Auch wenn dann mit Hilfe der Agenturen eine Art "Zusammenklang" hergestellt zwischen Profil und Talent auf der künstlerischen Seite und Struktur und Planung auf Seiten der Produktion zustande gekommen ist, kann es noch zum "Casting" kommen – das ist die zentrale Hürde, bevor Verträge geschlossen werden in Fernsehen und Film; sehr selten auch im Theater. "Cast" ist im Kino die Besetzung; und wer im zurückliegenden Jahr der Pandemie zum Fernseh-Junkie wurde, hat etwa in den "Tatort"-Folgen aus mittlerweile 50 Jahren die immense Bedeutung von Casting-Agenturen kennen gelernt.

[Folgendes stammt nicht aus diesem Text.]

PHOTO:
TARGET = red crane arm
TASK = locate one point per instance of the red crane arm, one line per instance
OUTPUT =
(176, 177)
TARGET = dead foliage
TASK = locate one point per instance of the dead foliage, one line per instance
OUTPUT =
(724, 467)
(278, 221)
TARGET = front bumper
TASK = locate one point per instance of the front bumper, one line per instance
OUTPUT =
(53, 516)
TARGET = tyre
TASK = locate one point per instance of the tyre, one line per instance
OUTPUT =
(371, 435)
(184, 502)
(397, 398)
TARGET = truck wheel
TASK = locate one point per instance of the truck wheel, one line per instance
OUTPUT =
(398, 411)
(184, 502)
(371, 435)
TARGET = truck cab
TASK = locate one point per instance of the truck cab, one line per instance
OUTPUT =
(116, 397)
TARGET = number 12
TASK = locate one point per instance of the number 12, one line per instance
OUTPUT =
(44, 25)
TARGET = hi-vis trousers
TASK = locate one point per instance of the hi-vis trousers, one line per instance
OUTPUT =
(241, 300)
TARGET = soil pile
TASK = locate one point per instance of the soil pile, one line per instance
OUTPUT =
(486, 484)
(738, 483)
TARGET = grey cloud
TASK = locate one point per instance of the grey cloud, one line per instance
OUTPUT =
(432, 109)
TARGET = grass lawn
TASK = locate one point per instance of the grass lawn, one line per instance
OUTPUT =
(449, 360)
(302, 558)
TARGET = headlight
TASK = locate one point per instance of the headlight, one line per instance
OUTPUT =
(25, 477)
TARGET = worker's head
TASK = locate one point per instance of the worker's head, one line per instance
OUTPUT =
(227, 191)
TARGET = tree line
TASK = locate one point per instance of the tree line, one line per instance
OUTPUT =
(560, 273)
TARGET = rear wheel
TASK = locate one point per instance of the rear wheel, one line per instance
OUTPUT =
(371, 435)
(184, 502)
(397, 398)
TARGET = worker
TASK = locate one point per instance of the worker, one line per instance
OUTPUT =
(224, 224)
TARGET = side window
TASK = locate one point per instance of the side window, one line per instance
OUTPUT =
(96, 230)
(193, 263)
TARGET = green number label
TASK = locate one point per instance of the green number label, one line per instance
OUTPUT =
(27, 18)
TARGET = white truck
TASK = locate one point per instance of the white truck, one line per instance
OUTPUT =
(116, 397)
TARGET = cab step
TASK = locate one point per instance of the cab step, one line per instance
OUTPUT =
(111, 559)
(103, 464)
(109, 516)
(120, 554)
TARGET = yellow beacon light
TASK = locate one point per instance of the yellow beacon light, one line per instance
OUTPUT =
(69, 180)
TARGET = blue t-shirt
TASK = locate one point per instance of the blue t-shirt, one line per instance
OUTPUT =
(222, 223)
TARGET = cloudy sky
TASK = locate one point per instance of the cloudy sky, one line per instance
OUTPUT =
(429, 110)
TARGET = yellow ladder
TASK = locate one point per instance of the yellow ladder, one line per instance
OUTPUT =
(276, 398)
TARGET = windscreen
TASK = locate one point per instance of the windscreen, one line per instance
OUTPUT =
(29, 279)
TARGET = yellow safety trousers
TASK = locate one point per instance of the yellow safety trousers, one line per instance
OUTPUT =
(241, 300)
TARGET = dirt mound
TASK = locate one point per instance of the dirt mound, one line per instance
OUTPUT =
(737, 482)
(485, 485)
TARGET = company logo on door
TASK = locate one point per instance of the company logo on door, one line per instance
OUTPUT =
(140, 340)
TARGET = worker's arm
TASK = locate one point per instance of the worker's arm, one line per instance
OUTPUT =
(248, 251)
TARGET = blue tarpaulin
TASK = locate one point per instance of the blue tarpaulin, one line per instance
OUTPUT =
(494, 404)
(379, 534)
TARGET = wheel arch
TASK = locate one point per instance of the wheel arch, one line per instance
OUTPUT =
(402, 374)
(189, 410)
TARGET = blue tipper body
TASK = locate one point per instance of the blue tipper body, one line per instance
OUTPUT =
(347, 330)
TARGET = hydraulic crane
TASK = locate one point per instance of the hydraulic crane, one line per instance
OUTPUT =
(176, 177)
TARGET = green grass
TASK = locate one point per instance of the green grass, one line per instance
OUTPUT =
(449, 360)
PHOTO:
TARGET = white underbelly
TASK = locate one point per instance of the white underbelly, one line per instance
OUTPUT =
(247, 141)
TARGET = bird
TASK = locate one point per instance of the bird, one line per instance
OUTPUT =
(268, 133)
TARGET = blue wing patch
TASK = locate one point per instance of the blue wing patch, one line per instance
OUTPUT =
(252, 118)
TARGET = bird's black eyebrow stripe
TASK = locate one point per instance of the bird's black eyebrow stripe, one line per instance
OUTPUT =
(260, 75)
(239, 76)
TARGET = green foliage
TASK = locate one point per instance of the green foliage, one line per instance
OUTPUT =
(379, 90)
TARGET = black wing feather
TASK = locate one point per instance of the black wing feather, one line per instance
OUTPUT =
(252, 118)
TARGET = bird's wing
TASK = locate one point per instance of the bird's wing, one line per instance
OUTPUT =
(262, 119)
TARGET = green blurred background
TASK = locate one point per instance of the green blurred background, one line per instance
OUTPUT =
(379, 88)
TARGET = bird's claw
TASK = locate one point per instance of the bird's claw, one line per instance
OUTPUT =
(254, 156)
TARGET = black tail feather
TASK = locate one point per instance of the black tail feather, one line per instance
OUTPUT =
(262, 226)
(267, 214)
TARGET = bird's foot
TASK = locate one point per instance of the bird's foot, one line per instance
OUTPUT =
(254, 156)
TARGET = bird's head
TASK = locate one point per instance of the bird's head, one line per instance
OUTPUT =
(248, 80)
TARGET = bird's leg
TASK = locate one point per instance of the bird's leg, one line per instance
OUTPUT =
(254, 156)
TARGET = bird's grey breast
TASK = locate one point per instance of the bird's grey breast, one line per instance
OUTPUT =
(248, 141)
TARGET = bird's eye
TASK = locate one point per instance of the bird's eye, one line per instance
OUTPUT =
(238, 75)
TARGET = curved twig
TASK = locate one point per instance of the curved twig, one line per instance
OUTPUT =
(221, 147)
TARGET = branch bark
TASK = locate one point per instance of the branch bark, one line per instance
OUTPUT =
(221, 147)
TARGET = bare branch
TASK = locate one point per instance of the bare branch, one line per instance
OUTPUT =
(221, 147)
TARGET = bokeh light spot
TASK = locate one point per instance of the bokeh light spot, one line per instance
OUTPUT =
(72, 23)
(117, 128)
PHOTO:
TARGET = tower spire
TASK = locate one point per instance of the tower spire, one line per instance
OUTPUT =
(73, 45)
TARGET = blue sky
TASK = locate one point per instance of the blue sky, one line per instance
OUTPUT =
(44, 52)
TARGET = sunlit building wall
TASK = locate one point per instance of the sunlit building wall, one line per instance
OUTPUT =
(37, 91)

Wie die konkret arbeiten, also wer wo wann für was "gecastet" wird, ist womöglich ein noch größeres Rätsel als die Vermittlungsstrategien von Agenturen; und auch in der Berufsgruppe "Casting" gibt’s so etwas wie Legenden: Anja Dihrberg etwa, ebenfalls in Berlin daheim – wann immer die Herren Ballauf und Schenk in Köln ermitteln, hat sie entscheidend mitgewirkt an der Besetzung des Ensembles drumherum.
Regelmäßig tauchen auf dem Bildschirm Schauspielerinnen und Schauspieler auf, die ehemals fest engagiert waren in kleineren und größeren Theater-Ensembles - gerade etwa Nina Gummich in der dritten "Charité"-Staffel (zuletzt fest im Ensemble vom Potsdamer Hans-Otto-Theater), im Kölner "Tatort" Ulrike Krumbiegel (ehedem am Deutschen Theater in Berlin), oder (auch in einer "Charité"-Folge) Johanna Link, die in Konstanz engagiert war; Bernhard Schütz war eine der Säulen von Frank Castorfs Volksbühne, Hilmar Eichhorn verließ gerade das "neue theater" in Halle in Richtung Rente. Sie sind so etwas wie Stammgäste. Einige, wie Schütz, der erwähnte Thomas Thieme (zuletzt an der Berliner Schaubühne) oder die einstige Zadek-Schauspielerin Mechthild Grossmann (jetzt "Staatsanwältin" beim "Tatort" in Münster), haben mittlerweile sehr grundsätzlich Abschied vom Theater genommen; was immer schade ist.
Unterschiedliche Karrierewege
Wer allerdings in jüngerer und jüngster Zeit das Schauspielstudium abgeschlossen hat, begibt sich mittlerweile ganz selbstverständlich auf die unterschiedlichen Karriere-Wege – zwischen Bühne, Fernsehen und Film, und mit Agentur für möglichst alles. In der Pandemie ist diese Vielfalt und Vielseitigkeit ein echter Strohhalm, oft ein Rettungsring - gerade, so beklagen schon Betreiber freier Theater wie der Münchner Jochen Schölch, drängen Schauspielerinnen und Schauspieler mit enormer Überlebensenergie in die letzten noch unbeschränkten Bereiche aktueller Medien-Produktion, etwa ins Fernsehen, das ja unter strengsten Hygieneregeln (und anders als die trotz strengster Regeln geschlossenen Theater!) weiter produzieren darf. Die Folgen sind in keiner Hinsicht absehbar – sie werden aber den Druck auf den Markt, in dem freie Schauspielerinnen und Schauspieler agieren, auf Dauer und in schwer erträglicher Weise erhöhen. Wer weiter spielen will, weil sie oder er halt spielen muss, braucht weiterhin starke Nerven, ein dickes Fell – und Unterstützung, jeder Art und woher auch immer.